Life History in a Nutshell
Remember that natural selection results in adaptation, the evolution of characteristics that lead to
high survival and reproduction in the environment of a species. To understand why species differ
in life history, the schedule of survivorship and fecundity, we will consider how different aspects of
life history may have evolved in different environmental conditions. We might intitially expect that,
to maximize the number of offspring they leave, organisms should produce offspring often,
produce many offspring at at time, and live forever. Obviously, they don't, because organisms
have a finite amount of energy.
We can think of life as requiring energy for three basic functions: maintenance, growth, and
reproduction. Energy allocated to one of these functions is not available for others. Thus, putting
energy into growth, which may enhance survival, will decrease the energy available for
reproduction, and vice versa. Similarly, when we consider reproducing, we can note that putting
energy into making many offspring will take energy away from the size of each offspring -organisms can typically produce a few large offspring or many small offspring, but giving that
there is not inifinte energy will not be able to produce many large offspring.

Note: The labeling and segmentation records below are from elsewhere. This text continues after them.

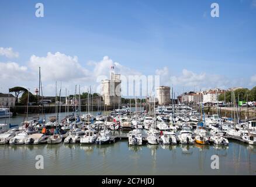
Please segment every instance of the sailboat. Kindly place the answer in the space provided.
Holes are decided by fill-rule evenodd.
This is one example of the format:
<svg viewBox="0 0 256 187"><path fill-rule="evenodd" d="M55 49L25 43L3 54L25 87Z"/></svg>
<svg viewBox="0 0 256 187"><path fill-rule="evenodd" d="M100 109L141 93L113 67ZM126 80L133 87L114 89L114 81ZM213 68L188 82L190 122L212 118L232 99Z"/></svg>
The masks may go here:
<svg viewBox="0 0 256 187"><path fill-rule="evenodd" d="M136 105L136 116L135 116L135 129L130 131L128 133L128 141L129 144L132 146L141 146L142 145L142 131L141 129L138 129L137 125L137 98L135 101Z"/></svg>
<svg viewBox="0 0 256 187"><path fill-rule="evenodd" d="M205 129L205 125L204 125L205 122L205 113L203 112L203 104L201 103L201 122L198 123L198 127L195 131L196 136L195 137L195 141L196 143L199 144L209 144L210 138L206 137L206 130ZM202 117L203 115L203 117Z"/></svg>
<svg viewBox="0 0 256 187"><path fill-rule="evenodd" d="M252 134L250 131L249 128L249 110L248 108L248 95L247 97L247 131L248 133L243 133L242 136L242 139L245 140L248 144L250 145L256 145L256 134Z"/></svg>
<svg viewBox="0 0 256 187"><path fill-rule="evenodd" d="M158 144L159 141L158 131L156 129L155 110L155 98L154 98L154 123L151 124L150 130L147 132L147 140L150 144Z"/></svg>
<svg viewBox="0 0 256 187"><path fill-rule="evenodd" d="M61 88L60 89L60 101L58 101L58 105L60 106L60 99L61 99ZM57 94L57 93L56 93ZM57 95L57 94L56 94ZM57 109L58 107L56 108ZM53 136L50 136L47 140L47 143L49 144L59 144L62 141L63 137L61 134L60 134L59 130L58 130L58 124L60 122L60 115L58 115L57 110L56 110L57 116L57 123L56 124L56 130L54 133L54 134Z"/></svg>

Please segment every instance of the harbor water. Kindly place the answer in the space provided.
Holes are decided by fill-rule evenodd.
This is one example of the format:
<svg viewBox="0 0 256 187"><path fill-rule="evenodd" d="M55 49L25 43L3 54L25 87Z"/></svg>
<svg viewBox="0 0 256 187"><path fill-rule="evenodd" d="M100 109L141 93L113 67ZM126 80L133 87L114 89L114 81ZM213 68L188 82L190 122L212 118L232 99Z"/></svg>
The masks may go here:
<svg viewBox="0 0 256 187"><path fill-rule="evenodd" d="M23 119L20 115L11 122L19 124ZM0 123L5 120L9 123L9 119L2 119ZM43 169L35 167L38 155L43 157ZM219 169L211 167L215 155L219 157ZM0 175L255 174L256 146L235 140L226 147L129 146L127 139L106 145L0 146Z"/></svg>

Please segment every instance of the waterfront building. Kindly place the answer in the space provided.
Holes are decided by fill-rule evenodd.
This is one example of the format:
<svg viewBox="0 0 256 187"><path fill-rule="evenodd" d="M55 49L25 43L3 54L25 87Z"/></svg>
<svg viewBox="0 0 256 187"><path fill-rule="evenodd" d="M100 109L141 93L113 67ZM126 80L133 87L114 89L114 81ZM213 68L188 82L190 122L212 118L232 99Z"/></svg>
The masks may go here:
<svg viewBox="0 0 256 187"><path fill-rule="evenodd" d="M110 79L101 82L102 92L104 105L116 108L121 103L121 79L120 74L115 74L114 71L110 72Z"/></svg>
<svg viewBox="0 0 256 187"><path fill-rule="evenodd" d="M170 87L159 86L157 89L157 95L159 105L167 105L171 103Z"/></svg>
<svg viewBox="0 0 256 187"><path fill-rule="evenodd" d="M0 105L9 106L9 102L10 103L10 107L15 106L15 97L11 94L0 93Z"/></svg>

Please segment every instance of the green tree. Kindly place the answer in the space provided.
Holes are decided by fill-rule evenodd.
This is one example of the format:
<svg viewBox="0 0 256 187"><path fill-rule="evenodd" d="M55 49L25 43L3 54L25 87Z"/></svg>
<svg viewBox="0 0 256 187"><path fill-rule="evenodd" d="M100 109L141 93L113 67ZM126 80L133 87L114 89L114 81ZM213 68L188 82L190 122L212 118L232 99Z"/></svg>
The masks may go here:
<svg viewBox="0 0 256 187"><path fill-rule="evenodd" d="M256 101L256 86L250 91L249 98L251 101Z"/></svg>
<svg viewBox="0 0 256 187"><path fill-rule="evenodd" d="M18 103L19 100L19 95L22 92L27 92L27 89L20 86L16 86L9 89L9 92L15 92L15 103Z"/></svg>
<svg viewBox="0 0 256 187"><path fill-rule="evenodd" d="M26 105L27 103L27 94L29 92L24 92L23 94L22 94L22 96L20 98L19 98L19 102L21 103L23 103L24 105ZM33 95L32 93L29 92L29 102L37 102L37 97L34 95Z"/></svg>

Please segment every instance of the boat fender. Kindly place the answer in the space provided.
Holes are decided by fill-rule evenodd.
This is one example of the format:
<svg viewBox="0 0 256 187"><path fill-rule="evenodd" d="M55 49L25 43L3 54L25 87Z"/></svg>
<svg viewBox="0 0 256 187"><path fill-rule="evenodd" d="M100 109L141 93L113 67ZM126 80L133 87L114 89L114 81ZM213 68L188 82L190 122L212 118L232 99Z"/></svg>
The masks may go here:
<svg viewBox="0 0 256 187"><path fill-rule="evenodd" d="M29 140L29 144L33 144L34 141L34 140L33 138L30 138L30 140Z"/></svg>
<svg viewBox="0 0 256 187"><path fill-rule="evenodd" d="M189 138L188 137L186 137L186 143L189 143Z"/></svg>
<svg viewBox="0 0 256 187"><path fill-rule="evenodd" d="M137 139L137 138L134 138L133 139L133 141L134 142L135 144L137 144L137 143L138 142L138 139Z"/></svg>

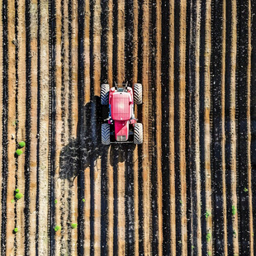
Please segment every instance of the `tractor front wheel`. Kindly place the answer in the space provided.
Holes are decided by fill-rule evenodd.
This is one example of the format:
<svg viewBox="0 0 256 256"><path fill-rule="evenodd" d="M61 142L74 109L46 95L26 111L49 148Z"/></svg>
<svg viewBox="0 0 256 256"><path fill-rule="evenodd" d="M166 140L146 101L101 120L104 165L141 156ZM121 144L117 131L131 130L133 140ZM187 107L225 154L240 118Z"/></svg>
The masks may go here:
<svg viewBox="0 0 256 256"><path fill-rule="evenodd" d="M102 84L101 86L101 103L108 105L109 84Z"/></svg>
<svg viewBox="0 0 256 256"><path fill-rule="evenodd" d="M102 144L110 145L110 125L102 125Z"/></svg>
<svg viewBox="0 0 256 256"><path fill-rule="evenodd" d="M141 83L135 83L134 86L134 99L137 105L142 104L142 85Z"/></svg>
<svg viewBox="0 0 256 256"><path fill-rule="evenodd" d="M142 144L143 143L143 126L140 123L135 124L135 132L133 142L135 144Z"/></svg>

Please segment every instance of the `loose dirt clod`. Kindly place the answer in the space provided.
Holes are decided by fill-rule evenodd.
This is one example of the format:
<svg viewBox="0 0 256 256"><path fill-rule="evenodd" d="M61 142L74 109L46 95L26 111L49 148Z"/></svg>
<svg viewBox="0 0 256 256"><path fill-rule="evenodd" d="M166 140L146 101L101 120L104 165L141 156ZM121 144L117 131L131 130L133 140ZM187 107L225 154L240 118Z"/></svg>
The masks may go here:
<svg viewBox="0 0 256 256"><path fill-rule="evenodd" d="M55 232L57 232L58 230L61 230L61 226L60 225L55 225Z"/></svg>
<svg viewBox="0 0 256 256"><path fill-rule="evenodd" d="M78 227L78 224L77 223L71 223L71 227L73 229L76 229Z"/></svg>
<svg viewBox="0 0 256 256"><path fill-rule="evenodd" d="M26 146L25 141L21 141L21 142L19 142L19 147L20 147L20 148L23 148L23 147L25 147L25 146Z"/></svg>
<svg viewBox="0 0 256 256"><path fill-rule="evenodd" d="M21 194L21 193L17 193L15 195L15 198L17 200L21 199L21 197L23 197L23 194Z"/></svg>
<svg viewBox="0 0 256 256"><path fill-rule="evenodd" d="M15 153L17 156L20 156L21 154L23 154L23 151L21 149L17 149Z"/></svg>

One set of life history theories considers species to fall into one of two categories: r-selected or Kselected (the overall model is called r-K selection.) The terms r and K come from logistic growth:
r refers to the per capita rate of population increase and K refers to the carrying capacity. Here's
how they apply to life history evolution:
Some species will occur in environments that have some kind of unpredictable disturbance, from
a factor such as weather, causing unpredictable adult mortalities. Such species will rarely have
populations grow to carrying capacity, because disturbance will decrease population size
regularly. Such species are predicted by r-K selection to evolve traits that result in rapid
reproduction, and give a high value of the maximum instantaneous per capita population growth
rate (r). Such species are termed r-selected.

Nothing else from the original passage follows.